I processi generativi di conoscenza sono ricondotti dai due autori a processi dinamici di combinazione / conversione di conoscenza tacita e conoscenza implicita che possono aver luogo nelle organizzazioni, (vedasi figura).
La esternalizzazione, vale a dire la conversione di conoscenza tacita in conoscenza esplicita, messa a disposizione dell'organizzazione, è particolarmente complessa, non riconducibile a prassi gestionali codificabili una volta per tutte, ma al verificarsi di forme di interazione sociale che consentono di creare opportune forme comunicative. Attraverso il contributo di Nonaka e Takeuchi il termine conoscenza tacita diventa focale rispetto alle prassi aziendali di gestione della conoscenza (in inglese knowledge management).
Il modello di Nonaka e Takeuchi ispira anche soluzioni informatiche che aspirano a diventare enabler della riorganizzazione dei processi di combinazione / conversione delle conoscenze tacite ed esplicite.
Il termine conoscenza tacita, tuttavia, prima di Nonaka e Takeuchi, era stato utilizzato dal filosofo della conoscenza Michael Polanyi nel testo The Tacit Dimension (1966). A partire dall'affermazione che «noi sappiamo più di quanto sappiamo dire» lo studioso ungherese riconosce la esistenza di due dimensioni interdipendenti della conoscenza, nel senso che la dimensione esplicita della conoscenza si fonda sempre su una dimensione tacita precedentemente interiorizzata. Nonostante la conoscenza possa indubbiamente essere sempre opportunamente articolata e spiegata, la dimensione esplicita include sempre anche quella implicita.
Su un piano analogo si era già mosso anche il filosofo della conoscenza inglese Gilbert Ryle (The Concept of Mind, 1949) operando una distinzione tra "sapere come" ("know how") e "sapere che" ("know that"), essendo il primo fondato sull'esperienza ed il secondo su regole e procedure operative.

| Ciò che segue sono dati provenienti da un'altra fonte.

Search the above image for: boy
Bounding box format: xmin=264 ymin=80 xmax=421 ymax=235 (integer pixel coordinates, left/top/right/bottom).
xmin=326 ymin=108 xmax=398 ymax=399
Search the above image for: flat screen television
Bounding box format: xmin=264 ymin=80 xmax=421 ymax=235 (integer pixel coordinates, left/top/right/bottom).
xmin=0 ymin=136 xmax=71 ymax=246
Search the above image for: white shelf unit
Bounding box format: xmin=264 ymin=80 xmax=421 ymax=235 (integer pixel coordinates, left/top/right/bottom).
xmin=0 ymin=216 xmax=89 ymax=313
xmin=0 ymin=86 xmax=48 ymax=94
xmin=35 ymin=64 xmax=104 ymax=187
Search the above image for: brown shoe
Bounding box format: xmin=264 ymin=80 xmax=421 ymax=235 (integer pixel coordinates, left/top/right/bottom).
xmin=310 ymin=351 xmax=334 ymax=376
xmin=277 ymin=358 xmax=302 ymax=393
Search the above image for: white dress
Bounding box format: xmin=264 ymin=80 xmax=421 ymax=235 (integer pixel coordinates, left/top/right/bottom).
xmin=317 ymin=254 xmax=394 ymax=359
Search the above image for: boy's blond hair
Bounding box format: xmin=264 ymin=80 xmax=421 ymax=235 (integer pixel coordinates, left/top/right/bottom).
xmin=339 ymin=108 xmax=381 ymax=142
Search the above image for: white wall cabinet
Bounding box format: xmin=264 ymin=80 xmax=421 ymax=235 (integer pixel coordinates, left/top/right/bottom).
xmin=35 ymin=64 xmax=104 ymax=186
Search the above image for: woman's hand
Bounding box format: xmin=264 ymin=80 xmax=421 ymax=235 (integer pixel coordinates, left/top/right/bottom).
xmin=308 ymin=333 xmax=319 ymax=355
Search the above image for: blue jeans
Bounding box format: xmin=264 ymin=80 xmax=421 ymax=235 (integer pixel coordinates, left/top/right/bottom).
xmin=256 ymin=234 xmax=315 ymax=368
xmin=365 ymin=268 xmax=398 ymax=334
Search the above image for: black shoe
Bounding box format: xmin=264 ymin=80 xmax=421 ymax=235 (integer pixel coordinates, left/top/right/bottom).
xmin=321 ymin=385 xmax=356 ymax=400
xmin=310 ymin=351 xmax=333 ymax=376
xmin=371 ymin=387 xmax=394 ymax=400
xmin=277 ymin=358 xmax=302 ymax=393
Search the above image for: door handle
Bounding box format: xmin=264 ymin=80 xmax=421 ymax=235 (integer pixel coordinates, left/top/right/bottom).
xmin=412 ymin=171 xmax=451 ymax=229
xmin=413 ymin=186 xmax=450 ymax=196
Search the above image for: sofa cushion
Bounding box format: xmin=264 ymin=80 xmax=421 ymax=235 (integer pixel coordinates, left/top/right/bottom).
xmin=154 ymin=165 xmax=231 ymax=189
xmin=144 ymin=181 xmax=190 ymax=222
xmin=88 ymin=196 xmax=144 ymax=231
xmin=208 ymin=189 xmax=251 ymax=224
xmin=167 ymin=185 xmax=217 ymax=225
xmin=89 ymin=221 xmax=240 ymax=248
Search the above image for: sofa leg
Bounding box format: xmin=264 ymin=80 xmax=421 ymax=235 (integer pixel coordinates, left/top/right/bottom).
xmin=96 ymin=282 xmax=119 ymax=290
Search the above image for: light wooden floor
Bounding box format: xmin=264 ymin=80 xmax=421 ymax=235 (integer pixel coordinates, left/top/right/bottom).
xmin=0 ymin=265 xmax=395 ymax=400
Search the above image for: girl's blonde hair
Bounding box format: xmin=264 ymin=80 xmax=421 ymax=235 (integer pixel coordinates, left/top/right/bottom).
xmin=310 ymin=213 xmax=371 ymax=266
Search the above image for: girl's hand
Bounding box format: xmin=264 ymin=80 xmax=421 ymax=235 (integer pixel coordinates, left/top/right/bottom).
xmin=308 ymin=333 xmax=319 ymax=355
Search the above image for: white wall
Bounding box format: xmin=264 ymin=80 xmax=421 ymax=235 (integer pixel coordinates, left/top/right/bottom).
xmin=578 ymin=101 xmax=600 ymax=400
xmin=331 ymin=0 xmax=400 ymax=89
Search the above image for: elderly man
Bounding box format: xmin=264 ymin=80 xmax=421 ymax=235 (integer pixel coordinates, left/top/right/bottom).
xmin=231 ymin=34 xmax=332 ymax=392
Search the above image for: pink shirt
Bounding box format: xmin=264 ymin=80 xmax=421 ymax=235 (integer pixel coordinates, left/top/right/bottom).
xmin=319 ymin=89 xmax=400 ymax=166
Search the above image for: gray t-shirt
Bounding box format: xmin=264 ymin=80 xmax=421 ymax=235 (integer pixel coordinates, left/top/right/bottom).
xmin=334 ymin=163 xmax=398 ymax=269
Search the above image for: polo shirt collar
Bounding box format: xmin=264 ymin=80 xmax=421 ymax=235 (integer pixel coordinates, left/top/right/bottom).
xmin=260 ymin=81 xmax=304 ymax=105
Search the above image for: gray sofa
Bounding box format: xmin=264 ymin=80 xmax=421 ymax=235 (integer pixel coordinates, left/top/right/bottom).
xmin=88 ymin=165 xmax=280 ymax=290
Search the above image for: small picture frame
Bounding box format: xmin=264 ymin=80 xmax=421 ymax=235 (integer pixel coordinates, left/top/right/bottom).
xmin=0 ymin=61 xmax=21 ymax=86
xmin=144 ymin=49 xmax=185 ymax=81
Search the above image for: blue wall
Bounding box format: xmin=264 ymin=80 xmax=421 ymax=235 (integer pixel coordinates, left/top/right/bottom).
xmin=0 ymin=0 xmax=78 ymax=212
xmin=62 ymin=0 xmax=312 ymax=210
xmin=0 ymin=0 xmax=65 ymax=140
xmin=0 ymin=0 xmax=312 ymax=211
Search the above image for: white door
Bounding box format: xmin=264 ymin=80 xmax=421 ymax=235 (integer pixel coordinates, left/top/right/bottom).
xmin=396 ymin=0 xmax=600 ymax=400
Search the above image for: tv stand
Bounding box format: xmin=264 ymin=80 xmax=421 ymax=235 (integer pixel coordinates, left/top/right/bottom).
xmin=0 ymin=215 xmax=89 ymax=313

L'abilità di un investigatore, per fare un esempio, si fonda non solo sulla (necessaria) conoscenza di regole e di procedure operative, ma anche sulla capacità di adottare strategie di azione basate su capacità cognitive complesse (frutto di esperienza, di capacità di riflessione critica sulle esperienze effettuate, di intuito, di comprensione della specificità dei contesti, ecc.), non facili da verbalizzare e trasmettere ad altri. In questo senso è esatto dire che «noi sappiamo più di quanto sappiamo dire».
[modifica] I rilievi critici
Il concetto di conoscenza tacita, così come viene proposto da Nonaka e Takeuchi è generalmente accettato dalla comunità di coloro che si occupano di knowledge management, anche se sono state avanzate riserve sull'utilizzo che ne è stato fatto, oscillando tra la collocazione di tale concetto in una dimensione ineffabile della conoscenza (ripresa dalla cultura Zen) e l'attribuzione ad esso di una connotazione banalmente pragmatica di "conoscenza non ancora codificata".
Si preferisce in generale oggi - come già sembrava suggerire Polanyi - raggruppare le due dimensioni, tacita ed esplicita, della conoscenza nella categoria del "sapere pratico", elaborato da una comunità di attori sociali sulla base di risorse cognitive ed orientamenti comportamentali "situati", non contrapposto al sapere esplicito di natura tecnico professionale di cui la comunità dispone, ma costruito a partire da esso, attraverso esperienze condivise nella vita della comunità.
Tale impostazione, che mette al centro dell'attenzione, il concetto di comunità di pratica, ha trovato tra i principali interpreti lo studioso e consulente aziendale di origine svizzera Etienne Wenger ed è diventata un nuovo punto di riferimento per la pratica del knowledge management.